Taro Aso, the Japanese prime minister, is set to face a crucial test of popularity in a Tokyo municipal election.
The poll on Sunday is seen as a precursor for a upcoming national vote, in which Aso's Liberal Democratic Party risks losing power after governing for the majority of the past 50 years.
Aso's party has lost four straight regional elections since April to the main opposition Democratic Party of Japan.
If the ruling party and its coalition partner, the New Komeito Party, finish poorly in Sunday's poll for the 127-seat Tokyo Metropolitan Assembly, pressure could further mount on Aso, whose approval ratings are at around 20 per cent.
"Voters know Aso lacks leadership," Yoshinobu Yamamoto, a political scientist at Aoyama Gakuin University in Tokyo, said.
"Like previous local polls, the opposition party is likely to win the Tokyo election."

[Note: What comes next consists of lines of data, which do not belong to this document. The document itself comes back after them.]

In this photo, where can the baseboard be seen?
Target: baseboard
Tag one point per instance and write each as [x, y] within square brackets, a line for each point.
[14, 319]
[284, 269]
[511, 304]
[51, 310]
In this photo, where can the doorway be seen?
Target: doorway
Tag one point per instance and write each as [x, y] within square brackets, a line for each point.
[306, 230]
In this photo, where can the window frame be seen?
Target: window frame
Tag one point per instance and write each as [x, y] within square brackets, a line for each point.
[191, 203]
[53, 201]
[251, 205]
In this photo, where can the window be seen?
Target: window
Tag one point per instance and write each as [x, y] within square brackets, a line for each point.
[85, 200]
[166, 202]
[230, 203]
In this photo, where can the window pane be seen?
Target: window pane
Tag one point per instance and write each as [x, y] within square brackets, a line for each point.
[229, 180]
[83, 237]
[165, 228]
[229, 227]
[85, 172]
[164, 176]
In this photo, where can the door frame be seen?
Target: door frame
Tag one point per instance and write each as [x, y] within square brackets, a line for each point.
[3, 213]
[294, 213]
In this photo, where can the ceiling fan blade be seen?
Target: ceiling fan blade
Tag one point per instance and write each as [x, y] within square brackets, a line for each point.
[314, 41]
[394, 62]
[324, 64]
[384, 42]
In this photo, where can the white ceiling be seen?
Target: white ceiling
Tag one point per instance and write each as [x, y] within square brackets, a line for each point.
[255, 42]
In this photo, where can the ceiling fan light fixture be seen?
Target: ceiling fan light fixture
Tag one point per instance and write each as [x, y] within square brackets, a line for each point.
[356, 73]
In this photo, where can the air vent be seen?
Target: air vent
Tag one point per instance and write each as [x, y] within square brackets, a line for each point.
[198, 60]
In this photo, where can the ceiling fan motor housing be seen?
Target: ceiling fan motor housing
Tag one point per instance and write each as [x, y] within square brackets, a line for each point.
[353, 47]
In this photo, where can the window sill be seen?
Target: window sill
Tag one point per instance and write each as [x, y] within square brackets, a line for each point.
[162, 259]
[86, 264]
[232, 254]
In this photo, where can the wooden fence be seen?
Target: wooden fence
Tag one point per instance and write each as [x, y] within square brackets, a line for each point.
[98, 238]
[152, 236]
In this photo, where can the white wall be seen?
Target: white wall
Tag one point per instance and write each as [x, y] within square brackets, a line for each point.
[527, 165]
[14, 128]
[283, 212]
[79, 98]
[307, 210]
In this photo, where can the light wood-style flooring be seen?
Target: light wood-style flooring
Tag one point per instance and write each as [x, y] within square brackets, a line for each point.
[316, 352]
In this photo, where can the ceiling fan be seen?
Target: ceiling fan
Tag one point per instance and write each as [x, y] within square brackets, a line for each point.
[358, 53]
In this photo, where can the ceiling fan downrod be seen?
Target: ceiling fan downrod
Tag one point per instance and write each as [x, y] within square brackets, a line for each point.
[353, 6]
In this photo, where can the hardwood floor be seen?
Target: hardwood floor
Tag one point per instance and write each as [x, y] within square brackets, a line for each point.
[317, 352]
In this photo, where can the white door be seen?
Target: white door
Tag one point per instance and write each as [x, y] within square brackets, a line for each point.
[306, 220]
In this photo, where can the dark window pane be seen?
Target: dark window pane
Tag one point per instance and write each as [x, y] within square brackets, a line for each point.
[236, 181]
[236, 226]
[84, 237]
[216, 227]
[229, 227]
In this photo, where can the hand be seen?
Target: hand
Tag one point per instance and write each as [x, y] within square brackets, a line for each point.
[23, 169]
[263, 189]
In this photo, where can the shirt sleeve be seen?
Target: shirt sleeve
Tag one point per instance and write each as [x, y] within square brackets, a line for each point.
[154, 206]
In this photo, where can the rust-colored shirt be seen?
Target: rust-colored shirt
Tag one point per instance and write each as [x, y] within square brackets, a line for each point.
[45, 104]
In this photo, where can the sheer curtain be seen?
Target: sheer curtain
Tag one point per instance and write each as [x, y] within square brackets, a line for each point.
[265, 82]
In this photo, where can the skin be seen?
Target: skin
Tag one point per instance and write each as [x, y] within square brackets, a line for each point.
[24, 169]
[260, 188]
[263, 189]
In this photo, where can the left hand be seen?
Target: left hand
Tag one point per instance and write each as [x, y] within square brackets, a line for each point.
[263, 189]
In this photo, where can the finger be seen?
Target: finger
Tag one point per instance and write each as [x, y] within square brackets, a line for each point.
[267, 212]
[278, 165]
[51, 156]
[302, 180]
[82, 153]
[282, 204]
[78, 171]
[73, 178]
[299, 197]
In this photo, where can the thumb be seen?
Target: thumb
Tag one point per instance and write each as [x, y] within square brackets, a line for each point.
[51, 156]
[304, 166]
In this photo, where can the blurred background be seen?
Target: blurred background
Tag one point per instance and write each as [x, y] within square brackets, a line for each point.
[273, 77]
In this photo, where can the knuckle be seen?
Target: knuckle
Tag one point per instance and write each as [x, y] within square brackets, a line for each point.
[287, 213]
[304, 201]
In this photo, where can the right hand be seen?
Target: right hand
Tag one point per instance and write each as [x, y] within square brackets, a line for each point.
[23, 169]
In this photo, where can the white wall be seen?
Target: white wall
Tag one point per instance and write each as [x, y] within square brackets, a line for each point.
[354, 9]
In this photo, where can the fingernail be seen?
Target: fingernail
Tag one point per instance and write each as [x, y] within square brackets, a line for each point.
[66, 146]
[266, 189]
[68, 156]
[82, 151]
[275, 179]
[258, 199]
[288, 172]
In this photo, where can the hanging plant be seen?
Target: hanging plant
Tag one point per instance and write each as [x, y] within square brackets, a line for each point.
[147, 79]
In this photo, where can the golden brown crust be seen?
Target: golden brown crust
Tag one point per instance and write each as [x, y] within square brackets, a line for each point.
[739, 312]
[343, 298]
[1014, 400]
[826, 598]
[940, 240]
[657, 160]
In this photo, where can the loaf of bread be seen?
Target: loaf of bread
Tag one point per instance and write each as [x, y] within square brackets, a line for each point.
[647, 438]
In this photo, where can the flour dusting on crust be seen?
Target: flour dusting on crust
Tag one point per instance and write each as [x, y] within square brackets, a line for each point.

The national election date is still to be announced.
Aso, who took office in September 2008, acknowledged on Friday the Tokyo poll would be "a tough battle".
But he rejected any link between Sunday's vote and the upcoming general election for the powerful lower house of parliament.
"The Tokyo election is a local poll. It is the judgment of various local issues by Tokyo residents," he said at a news conference in the Italian city of L'Aquila where the G8 summit was held.
"As I have repeatedly said, it [poll] is not directly linked to national politics. There is no change in terms of fulfilling my duties as the prime minister."
Opinion polls by Japanese newspapers show that the Democratic Party of Japan is well placed to make major gains or even rise to power in the national election, with opposition leader Yukio Hatoyama likely to replace Aso.
That would mean the end of rule by the Liberal Democratic Party, which has governed Japan for all of the past 50 years except a brief period in 1993.
The Liberal Democrats currently has 303 seats in the 480-seat lower house, and its partner Komeito has 31. The Democratic Party has just 112.
A nationwide survey by the Yomiuri newspaper, Japan's top-selling daily, showed on Friday that 41 per cent of respondents said they would vote for the opposition party in the national election, compared to just 24 per cent for Aso's party.
Nearly 46 percent of respondents said Hatoyama, 62, is fit for the prime minister, compared with 21 per cent favouring Aso.